There is much that can be changed within the sprawling thing we call "healthcare", without doing anything about Big Pharma.
In other words, one can actually take steps to improve access and efficiency without touching the drug companies.
Therefore, those peddling either/or scenarios centered around "Drug Companies", or "whole system down the tubes" analogies are deliberately misinforming folks.
If both Wyeth and Novartis have to consider that their next blockbuster drug is going to bring in less revenue, the probability that Drug X will be that blockbuster has to be higher in order to justify spending the money to find out. -AS, quoting the Drum-head
I'll suggest that this is a misunderstanding of the drug development market.
"Blockbuster drugs" are going to get developed, under almost any circumstances, even if almost all patent protection were removed. They are just too big and there is just too much money to be made.
The question then becomes about the marginal drug researched/produced.
Now, you can argue that patent protection, prescription-stabilized markets, handsome returns and large companies all militate against a Corporation taking risks on 'small market' drugs, speculative therapies, or very, very costly guesses on where basic science is headed. All of these things do not fit the most desired risk profile.
And, in fact, you see that reflected in the market. The marginal drugs are frequently researched by companies that finance and run like venture capital. The big companies that acquire these smaller, venture firms run them like that too, internally, in some cases, I think (I haven't looked in a while, but I think that's accurate). Otherwise, they are involved in buying "winners", picking up stage-II or stage-III prospects, pulling them into their Big Pharma marketing machines, etc. [In fact, if one wants to drag the AIDS period into it, which is probably not constructive, big pharma are historically poor at things like vaccine development, where liabilities are enormous and understandably so - perhaps even rightfully so.]

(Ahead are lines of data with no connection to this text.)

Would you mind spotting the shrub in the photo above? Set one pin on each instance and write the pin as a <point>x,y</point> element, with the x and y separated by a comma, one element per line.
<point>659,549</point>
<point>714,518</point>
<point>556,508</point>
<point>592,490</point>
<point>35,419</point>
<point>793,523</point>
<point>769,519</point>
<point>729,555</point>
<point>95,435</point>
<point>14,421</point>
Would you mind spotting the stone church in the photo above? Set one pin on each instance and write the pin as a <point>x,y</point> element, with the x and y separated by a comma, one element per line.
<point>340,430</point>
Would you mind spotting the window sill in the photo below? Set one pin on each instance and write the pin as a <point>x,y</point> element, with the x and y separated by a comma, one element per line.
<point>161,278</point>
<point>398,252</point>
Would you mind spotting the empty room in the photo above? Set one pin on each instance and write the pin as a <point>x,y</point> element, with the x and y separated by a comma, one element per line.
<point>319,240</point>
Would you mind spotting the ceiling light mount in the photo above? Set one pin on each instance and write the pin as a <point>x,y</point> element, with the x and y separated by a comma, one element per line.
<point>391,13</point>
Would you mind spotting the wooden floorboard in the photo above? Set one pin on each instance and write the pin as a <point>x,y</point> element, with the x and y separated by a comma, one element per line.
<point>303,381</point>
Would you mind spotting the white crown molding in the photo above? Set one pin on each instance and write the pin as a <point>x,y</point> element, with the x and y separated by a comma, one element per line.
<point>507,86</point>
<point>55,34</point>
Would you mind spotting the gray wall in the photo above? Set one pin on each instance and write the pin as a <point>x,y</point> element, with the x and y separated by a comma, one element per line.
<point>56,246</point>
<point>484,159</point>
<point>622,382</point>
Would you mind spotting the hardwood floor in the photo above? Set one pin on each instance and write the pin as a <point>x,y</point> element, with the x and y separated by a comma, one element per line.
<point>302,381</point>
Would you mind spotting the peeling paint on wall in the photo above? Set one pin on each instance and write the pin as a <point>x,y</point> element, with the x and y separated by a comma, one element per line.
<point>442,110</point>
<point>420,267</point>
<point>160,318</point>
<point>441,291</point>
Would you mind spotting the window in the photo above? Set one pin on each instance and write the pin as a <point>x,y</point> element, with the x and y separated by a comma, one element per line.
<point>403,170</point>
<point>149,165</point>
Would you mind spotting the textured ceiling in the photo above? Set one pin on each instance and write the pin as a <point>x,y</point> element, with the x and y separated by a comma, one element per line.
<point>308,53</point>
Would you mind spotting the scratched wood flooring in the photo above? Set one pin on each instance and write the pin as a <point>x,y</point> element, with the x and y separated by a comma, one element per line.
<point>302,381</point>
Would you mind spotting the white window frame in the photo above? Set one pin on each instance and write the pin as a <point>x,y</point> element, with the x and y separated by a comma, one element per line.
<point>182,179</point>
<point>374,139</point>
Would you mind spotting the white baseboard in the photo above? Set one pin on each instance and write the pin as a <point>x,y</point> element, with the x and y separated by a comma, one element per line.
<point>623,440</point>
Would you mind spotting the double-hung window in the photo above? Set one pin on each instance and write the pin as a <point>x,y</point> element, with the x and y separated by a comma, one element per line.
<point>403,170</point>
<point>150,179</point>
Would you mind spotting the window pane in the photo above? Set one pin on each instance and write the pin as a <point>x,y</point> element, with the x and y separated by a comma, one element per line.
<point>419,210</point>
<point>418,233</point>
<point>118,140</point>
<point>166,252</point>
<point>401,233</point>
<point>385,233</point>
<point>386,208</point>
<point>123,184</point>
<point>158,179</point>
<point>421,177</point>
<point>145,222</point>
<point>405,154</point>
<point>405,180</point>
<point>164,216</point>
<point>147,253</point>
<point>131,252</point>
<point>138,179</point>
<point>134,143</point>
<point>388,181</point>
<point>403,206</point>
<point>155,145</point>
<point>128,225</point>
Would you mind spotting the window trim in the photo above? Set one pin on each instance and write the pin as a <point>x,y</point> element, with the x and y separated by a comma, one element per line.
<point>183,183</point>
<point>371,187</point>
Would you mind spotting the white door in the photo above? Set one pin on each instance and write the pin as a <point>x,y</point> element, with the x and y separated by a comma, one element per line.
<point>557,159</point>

Marginal drugs are unlikely to be deeply jeopardized, therefore, if some strides are made to ... restructure the way(s) profits are taken on big-time research drugs. An initial patent protections period that recoups a drug's development cost in 5-7 years (that's a guesstimate of the shelf life of some therapies), and then a tradeoff between cost-reduction and extended patent protection (until some better idea comes up).
Again, all this could take place separately from changes to the system to provide improvements in access and an end to the "Nanny Corporation".